Matt Johnson

No. 37
- Position: Safety

Personal information
- Born: July 22, 1989 (age 36) Olympia, Washington, U.S.
- Listed height: 6 ft 1 in (1.85 m)
- Listed weight: 212 lb (96 kg)

Career information
- High school: Tumwater (WA)
- College: Eastern Washington
- NFL draft: 2012: 4th round, 135th overall pick

Career history
- Dallas Cowboys (2012–2013);

Awards and highlights
- FCS national champion (2010); 2× All-Big Sky (2010, 2011);
- Stats at Pro Football Reference

= Matt Johnson (safety) =

American football player (born 1989)

Matt Johnson (born July 22, 1989) is an American former professional football safety in the National Football League (NFL) for the Dallas Cowboys. He played college football at Eastern Washington University.

==Early life==
Johnson attended Tumwater High School, where he practiced football, basketball and baseball. He received All-league honors three years in a row in football.

As a senior, he collected 53 tackles, two interceptions and one fumble recovery while helping his team reach the Class 2A state semifinals. He was named second-team 2A All-Evergreen League, after missing five games because of a high ankle sprain. He also helped his school reach the 2A District IV basketball tournament and win the District IV baseball championship.

==College career==
Johnson accepted a football scholarship from Eastern Washington University. As a redshirt freshman, he posted 11 starts, 83 tackles (second on the team), five tackles for loss and four interceptions. He made 10 tackles against Texas Tech University. He had two interceptions against Western Washington University. He made 12 tackles against the University of Northern Colorado.

As a sophomore, he tallied 101 tackles and six interceptions, the latter leading the conference. He had 16 tackles against Weber State University. He had four interceptions against Portland State University, tying a single-game conference record.
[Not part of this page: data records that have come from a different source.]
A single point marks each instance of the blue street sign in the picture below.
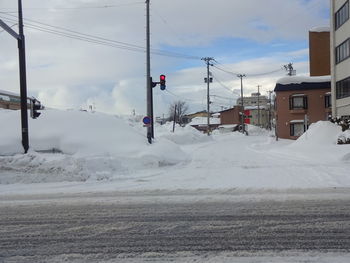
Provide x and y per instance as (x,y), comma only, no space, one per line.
(146,120)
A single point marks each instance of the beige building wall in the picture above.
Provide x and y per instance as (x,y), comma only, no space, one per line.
(319,45)
(340,107)
(316,110)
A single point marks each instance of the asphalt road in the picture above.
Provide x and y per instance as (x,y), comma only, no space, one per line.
(102,231)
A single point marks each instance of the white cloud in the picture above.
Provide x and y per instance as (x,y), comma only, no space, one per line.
(68,73)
He had 14 tackles against the University of Montana and Montana State University.

As a junior, he helped the team win the NCAA Division I FCS National Championship, while registering 105 tackles (third on the team), five interceptions, eight passes defended, two forced fumbles and one fumble recovery. He also contributed to the defense being ranked number one nationally with 26 interceptions and 47 turnovers forced. He had two interceptions against the University of Montana. He was named a team co-captain along with his twin brother Zach.

As a senior, he missed the final four games with an injured shoulder, recording 52 tackles (fourth on the team), eight tackles for loss (led the team), two interceptions, 1.5 sacks, one quarterback hurry, two forced fumbles and earned All-Big Sky conference honors for the second straight season. He had four tackles (two for loss) and one sack against the University of Washington. He injured his shoulder against the University of South Dakota, but still managed to intercept one pass and then had back-to-back games with nine tackles /against the University of Montana and Montana State University, while fighting through the injury.
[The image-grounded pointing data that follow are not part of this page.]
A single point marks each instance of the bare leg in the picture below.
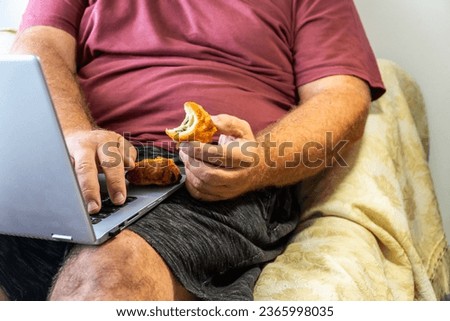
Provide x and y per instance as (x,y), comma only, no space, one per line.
(125,268)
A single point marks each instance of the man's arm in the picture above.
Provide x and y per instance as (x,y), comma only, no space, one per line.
(57,52)
(296,147)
He finished with 45 starts, 341 tackles (fifth in school history and eighth in the Big Sky Conference), 22 tackles for loss, 30 passes defended, 17 interceptions (tied for the most in school history) and six forced fumbles (the most in school history).

==Professional career==

Johnson was selected by the Dallas Cowboys in the fourth round (135th overall) of the 2012 NFL draft, which at the time was seen as a reach by the media. As a rookie, he was ineligible to participate in organized team activities until Eastern Washington's classes ended. After experiencing recurring hamstring issues during preseason, the team still kept him on the active roster, but after not being able to recover and play in any games during the regular season, he was placed on the injured reserve list on November 17, 2012.

Coming into 2013, there were high expectations that he could earn the starting free safety position, but he was placed on the injured reserve list on August 31, 2013, with a sprained left foot that he suffered in the Pro Football Hall of Fame Game.
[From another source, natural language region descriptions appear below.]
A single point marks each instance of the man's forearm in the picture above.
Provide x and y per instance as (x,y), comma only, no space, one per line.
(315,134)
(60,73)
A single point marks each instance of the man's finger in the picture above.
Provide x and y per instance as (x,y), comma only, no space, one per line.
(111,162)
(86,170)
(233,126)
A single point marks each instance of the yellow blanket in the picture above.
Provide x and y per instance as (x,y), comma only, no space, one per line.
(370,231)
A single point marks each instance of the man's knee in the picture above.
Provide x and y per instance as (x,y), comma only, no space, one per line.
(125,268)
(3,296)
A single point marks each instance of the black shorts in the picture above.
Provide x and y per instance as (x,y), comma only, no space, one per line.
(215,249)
After battling hamstring issues during the previous years, on July 29, 2014, he suffered a hamstring injury in training camp that kept him out of the preseason. On August 27, he was waived injured and was placed on the injured reserve list, before being released with an injury settlement on September 3.

He announced his retirement on February 27, 2015.

Pre-draft measurables
| Height | Weight | 40-yard dash | 20-yard shuttle | Three-cone drill | Vertical jump | Broad jump | Bench press |
| 6 ft 1 in (1.85 m) | 212 lb (96 kg) | 4.52 s | 4.07 s | 7.01 s | 38 in (0.97 m) | 10 ft 1 in (3.07 m) | 18 reps |
All values from Eastern Washington pro day

==Personal life==
Johnson played alongside his twin brother Zach Johnson in high school and college.